В воскресенье после заутрени собрались за столом. Мамынька не хлопотала – для этого есть дочери и невестки, – а только дирижировала, чтобы трапеза шла плавно и не прерывалась. Андрюша с Симочкой явились с опозданием, и оба почему‑то в форме, несмотря на воскресный день. Мамынька не успела решить, на какую высоту поднять все еще черные брови, как Андря, глядя на старика, произнес:
– Война, папаша.
Тот самый день, который был таким славным и удачным для старика и старухи, оказался черным днем для Польши, хотя светило одно и то же сентябрьское солнце, отражаясь в одном и том же синем море. Началась война, но не почернело синее море и не вздулись сердитые волны, а ведь Польша – вот она, совсем рядом.
Брови все‑таки поднялись: «Так то Польша? Где Польша и где мы», когда старик вдруг сгреб в горсть скатерть так, что нож звякнул о тарелку, и стукнул кулаком по столу: «Не смеешь! Я польской крови!!», и так неожиданно зазвенел этот крик, что все замерли в изумлении. Сама‑то фраза была мамыньке знакома: муж пускал ее в ход, когда она, бывало, слишком уж пиявила его после сдачи большого заказа и такого же кутежа в ознаменование. Никогда, однако, слова эти не выкрикивались с таким гневом. Старухе сделалось коломытно; так ведь не ругаться сейчас, баранина‑то стынет быстро.
О чем в эти неопределенные недели думала старуха, то пробуя на базаре сливу для варенья, то развешивая накрахмаленные простыни на октябрьском ветру, а потом уверенно ведя по этим простыням тяжелым чугунным утюгом, сказать трудно. Тремя этажами ниже, ведя рубанком по березовой заготовке, которой суждено было стать чьей‑то столешницей, старик думал, если это можно считать мыслью: на кой?! На кой немцам (опять – немцам…) Польша? И сам себе отвечал, если это можно считать ответом: а на кой им тогда была Сербия?

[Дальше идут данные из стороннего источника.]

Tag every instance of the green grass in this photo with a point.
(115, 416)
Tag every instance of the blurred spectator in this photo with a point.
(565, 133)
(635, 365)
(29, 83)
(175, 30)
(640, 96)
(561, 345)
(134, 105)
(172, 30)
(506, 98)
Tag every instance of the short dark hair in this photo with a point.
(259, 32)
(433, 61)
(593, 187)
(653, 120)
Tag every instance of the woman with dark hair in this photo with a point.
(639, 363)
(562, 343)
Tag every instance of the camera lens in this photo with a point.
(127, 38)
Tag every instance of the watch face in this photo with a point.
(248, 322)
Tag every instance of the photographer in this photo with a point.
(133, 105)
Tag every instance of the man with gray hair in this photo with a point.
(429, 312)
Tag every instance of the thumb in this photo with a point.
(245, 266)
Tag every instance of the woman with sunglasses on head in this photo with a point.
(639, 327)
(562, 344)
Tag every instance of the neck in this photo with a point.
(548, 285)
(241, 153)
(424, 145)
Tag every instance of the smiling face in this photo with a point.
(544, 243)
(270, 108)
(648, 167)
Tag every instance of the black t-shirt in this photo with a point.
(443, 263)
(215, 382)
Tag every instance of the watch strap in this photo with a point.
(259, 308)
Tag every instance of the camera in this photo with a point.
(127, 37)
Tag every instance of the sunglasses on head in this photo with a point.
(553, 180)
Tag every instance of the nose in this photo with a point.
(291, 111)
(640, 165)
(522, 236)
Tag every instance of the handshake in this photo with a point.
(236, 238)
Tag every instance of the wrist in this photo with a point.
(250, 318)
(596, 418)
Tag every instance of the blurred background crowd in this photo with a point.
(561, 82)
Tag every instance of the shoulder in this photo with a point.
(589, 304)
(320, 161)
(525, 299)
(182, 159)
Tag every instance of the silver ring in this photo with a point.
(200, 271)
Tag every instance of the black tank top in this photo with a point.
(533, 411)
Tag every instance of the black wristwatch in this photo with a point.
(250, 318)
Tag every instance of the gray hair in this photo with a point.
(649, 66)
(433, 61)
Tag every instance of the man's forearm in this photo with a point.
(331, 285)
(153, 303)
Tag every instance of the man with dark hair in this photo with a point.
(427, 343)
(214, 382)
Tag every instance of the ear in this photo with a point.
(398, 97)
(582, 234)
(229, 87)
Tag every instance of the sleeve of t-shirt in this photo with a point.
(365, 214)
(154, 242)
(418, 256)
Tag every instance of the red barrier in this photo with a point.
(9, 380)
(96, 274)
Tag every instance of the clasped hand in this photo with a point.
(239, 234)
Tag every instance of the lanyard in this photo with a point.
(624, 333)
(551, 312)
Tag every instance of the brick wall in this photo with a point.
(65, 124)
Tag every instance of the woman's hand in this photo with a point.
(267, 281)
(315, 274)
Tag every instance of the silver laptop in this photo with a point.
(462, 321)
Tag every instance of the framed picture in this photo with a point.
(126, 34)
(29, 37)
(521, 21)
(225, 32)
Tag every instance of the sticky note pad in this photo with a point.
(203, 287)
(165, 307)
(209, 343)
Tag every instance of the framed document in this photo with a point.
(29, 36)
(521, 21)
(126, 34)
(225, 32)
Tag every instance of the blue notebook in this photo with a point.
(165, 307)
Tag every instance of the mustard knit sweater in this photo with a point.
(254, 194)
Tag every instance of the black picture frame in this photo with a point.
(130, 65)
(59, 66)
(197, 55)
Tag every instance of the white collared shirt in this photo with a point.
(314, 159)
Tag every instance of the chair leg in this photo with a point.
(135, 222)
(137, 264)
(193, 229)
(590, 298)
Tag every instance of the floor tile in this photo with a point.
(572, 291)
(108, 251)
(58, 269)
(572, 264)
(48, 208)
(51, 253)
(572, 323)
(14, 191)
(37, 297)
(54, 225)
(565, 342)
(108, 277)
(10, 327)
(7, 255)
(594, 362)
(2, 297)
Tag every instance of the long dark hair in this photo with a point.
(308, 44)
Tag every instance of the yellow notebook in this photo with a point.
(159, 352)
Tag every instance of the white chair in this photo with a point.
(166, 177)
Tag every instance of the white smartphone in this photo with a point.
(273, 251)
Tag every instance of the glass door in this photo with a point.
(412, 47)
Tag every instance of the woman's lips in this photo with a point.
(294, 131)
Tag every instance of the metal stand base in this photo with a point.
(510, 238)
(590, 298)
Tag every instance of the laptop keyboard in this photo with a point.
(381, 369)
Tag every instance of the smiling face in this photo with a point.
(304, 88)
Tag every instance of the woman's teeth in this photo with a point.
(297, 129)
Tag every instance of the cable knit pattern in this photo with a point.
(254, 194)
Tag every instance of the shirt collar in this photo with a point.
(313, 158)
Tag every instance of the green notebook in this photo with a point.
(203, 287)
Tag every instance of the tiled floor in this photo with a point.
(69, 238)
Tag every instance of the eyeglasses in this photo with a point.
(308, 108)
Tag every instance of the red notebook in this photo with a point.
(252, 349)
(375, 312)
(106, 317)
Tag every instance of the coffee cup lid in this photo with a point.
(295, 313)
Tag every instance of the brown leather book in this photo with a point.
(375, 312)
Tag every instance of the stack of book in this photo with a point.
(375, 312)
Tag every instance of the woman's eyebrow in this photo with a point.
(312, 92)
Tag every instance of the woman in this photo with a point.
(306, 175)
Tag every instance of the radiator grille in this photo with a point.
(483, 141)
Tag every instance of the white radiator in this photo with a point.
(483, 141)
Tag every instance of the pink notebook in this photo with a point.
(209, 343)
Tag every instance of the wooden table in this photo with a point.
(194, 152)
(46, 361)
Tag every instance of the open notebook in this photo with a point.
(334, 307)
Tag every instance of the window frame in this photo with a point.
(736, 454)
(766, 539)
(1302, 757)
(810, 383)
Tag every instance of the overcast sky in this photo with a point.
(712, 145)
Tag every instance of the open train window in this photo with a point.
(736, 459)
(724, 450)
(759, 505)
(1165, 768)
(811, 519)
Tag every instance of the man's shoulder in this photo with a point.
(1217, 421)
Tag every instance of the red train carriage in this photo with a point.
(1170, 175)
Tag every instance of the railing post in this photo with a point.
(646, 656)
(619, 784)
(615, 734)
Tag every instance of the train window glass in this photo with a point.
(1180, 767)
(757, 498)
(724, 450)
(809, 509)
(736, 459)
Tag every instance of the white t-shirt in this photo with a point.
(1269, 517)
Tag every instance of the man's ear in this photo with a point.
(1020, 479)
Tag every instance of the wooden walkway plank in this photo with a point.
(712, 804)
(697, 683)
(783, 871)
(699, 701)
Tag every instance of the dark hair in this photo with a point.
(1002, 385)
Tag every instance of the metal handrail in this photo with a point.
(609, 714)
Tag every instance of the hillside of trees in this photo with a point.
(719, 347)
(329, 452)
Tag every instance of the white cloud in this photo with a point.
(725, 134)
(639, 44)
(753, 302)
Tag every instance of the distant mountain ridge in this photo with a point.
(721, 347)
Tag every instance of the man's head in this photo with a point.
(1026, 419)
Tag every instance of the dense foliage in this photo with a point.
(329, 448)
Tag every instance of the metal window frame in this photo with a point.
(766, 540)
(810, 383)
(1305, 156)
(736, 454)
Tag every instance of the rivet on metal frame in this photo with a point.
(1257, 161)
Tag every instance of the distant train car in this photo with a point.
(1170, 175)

Разговор с учеными зятьями помог немного, а правду сказать, так и совсем не помог, только прибавил путаницы. Говорили, что порты закрыты, а тут – извольте радоваться! – в этих закрытых портах русские, только уже советские, конечно, военные корабли. На кой? Ждать немцев? Зятья помалкивали уклончиво, вынимали папироски, и потрясенный старик понял: не знают, даром что ученые.
А немцы не ждали – уезжали из города целыми семьями, распродавали имущество. Два заказчика прислали сообщить, чтобы мастер не трудился, так как в заказанном более не нуждаются. А материал закуплен!.. Аванс, впрочем, назад не вытребовали, но это было только справедливо. Засобирался и Фридрих.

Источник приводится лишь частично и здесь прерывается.